Is this the kind of justice you have down under? All it takes is just one guy writing a story based on one long email that he received from an anonymous source, and you're ready to hang the defendant despite the fact that you haven't heard anything from his side yet. Wow!
Re:I fail to see how this puts me in danger (Score:5, Insightful)
(which btw, people further up the food chain, including the highest ranking person there, told him to ignore in this case)
The highest ranking person there doesn't mean shit if the highest ranking person there isn't authorized by the city to make such a decision.
What happens if you give the passwords to someone who, according to the IT Security policy which you had to sign a binding legal agreement to uphold, is not authorized to have the password and it leaks out, putting the entire infrastructure at risk?
What then? That's pretty much exactly what happened here. The people who were telling him to ignore the policy did not have the authority to tell them to ignore policy - it was binding on them too!

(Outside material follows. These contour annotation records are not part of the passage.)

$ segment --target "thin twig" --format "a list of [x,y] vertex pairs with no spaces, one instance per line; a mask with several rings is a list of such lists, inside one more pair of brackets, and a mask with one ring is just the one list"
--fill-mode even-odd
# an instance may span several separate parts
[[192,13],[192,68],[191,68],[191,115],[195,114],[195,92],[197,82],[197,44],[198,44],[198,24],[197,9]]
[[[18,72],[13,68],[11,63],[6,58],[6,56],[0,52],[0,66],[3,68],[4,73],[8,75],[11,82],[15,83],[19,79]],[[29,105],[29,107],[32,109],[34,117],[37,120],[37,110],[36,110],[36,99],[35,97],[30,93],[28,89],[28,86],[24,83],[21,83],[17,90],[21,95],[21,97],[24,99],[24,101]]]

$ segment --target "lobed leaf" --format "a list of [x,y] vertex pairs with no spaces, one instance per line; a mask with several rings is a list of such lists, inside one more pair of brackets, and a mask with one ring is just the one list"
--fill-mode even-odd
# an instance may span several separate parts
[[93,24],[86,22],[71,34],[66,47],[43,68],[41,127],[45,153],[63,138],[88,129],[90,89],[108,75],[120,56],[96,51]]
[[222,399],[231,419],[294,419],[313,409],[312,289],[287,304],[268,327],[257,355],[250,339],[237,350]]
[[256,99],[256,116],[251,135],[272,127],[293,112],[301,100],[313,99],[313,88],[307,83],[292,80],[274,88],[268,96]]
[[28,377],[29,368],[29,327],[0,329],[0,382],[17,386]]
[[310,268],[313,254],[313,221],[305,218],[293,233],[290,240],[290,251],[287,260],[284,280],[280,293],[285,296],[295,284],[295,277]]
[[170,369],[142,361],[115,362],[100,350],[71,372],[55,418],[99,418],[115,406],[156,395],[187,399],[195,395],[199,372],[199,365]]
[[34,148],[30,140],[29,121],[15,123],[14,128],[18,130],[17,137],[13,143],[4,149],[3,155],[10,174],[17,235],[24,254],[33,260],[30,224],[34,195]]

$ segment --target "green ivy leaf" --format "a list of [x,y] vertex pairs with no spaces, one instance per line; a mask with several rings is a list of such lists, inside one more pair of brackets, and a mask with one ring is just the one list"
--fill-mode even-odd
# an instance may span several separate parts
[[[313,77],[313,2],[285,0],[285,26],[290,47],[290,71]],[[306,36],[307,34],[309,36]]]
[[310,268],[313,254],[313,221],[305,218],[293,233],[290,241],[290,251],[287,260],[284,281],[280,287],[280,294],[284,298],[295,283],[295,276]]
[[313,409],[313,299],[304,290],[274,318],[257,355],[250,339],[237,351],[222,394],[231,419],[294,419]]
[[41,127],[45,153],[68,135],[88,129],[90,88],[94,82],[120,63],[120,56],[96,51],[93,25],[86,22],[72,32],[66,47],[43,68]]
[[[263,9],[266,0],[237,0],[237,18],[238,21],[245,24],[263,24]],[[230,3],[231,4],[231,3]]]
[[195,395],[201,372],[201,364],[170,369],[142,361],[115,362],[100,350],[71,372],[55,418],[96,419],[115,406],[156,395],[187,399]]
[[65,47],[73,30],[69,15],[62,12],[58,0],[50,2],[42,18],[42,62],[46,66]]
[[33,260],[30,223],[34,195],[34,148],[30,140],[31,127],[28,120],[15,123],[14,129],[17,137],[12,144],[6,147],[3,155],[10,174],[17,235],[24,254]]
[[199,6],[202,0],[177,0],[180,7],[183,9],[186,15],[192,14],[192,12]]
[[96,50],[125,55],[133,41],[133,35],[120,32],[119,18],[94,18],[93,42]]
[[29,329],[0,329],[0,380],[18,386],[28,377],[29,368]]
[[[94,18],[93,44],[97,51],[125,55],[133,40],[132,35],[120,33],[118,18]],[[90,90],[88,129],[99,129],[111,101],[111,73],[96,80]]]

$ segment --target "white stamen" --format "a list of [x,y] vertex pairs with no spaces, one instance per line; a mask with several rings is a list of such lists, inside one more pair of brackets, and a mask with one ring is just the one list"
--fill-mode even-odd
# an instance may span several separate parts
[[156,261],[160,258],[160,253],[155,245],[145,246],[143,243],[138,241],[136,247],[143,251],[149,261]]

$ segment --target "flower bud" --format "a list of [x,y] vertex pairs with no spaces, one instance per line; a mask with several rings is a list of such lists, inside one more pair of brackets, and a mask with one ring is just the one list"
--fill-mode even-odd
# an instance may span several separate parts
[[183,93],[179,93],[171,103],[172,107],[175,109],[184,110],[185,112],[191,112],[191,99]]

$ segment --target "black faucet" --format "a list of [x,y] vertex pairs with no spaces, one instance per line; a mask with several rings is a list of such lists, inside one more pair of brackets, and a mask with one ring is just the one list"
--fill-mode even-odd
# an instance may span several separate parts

I'll tell you what happens if he gives the passwords to people he shouldn't. In the case of a private entity, not only can you be fired (and rightly so), but if your actions led to the leaking of information that must be kept secret by federal privacy guidelines then you can be held criminally and civilly liable as well. In the case of a government entity, it's almost a certainty that you can be held criminally liable. This system absolutely had sensitive data on it, and it was part of his job to make sure it did not get out.
So what the hell are you supposed to do? Give up the passwords in spite of security policy and go to jail when stuff breaks or private data leaks, or refuse to give up the passwords and go to jail anyway? What the fuck man? I'll admit, it sounds like Childs was being a dick about the whole situation, and had he been more diplomatic he could have diffused the whole thing early on, but what if it's your bosses being dicks, and nothing you do to try to do things the right way works. I've seen office politics, and some people know how to stir up a shit storm in a hurry to get rid of someone they don't like.
In any case, nobody should lose two years of their life for no better reason than they were being a bit of a dick at work.
There are REALLY simple ways to handle these solutions.
You're right, and they were laid down in policy format, and his bosses didn't follow them.
When are admins going to realize they are nothing more than computer janitors?
That's funny, they get paid a hell of a lot more than janitors do.
Re:Here let me fix that for you (Score:5, Informative)
County policy document [sfgov.org]
Section 4.1, page 32.
"All production system-level passwords must be part of the security administered global password management database."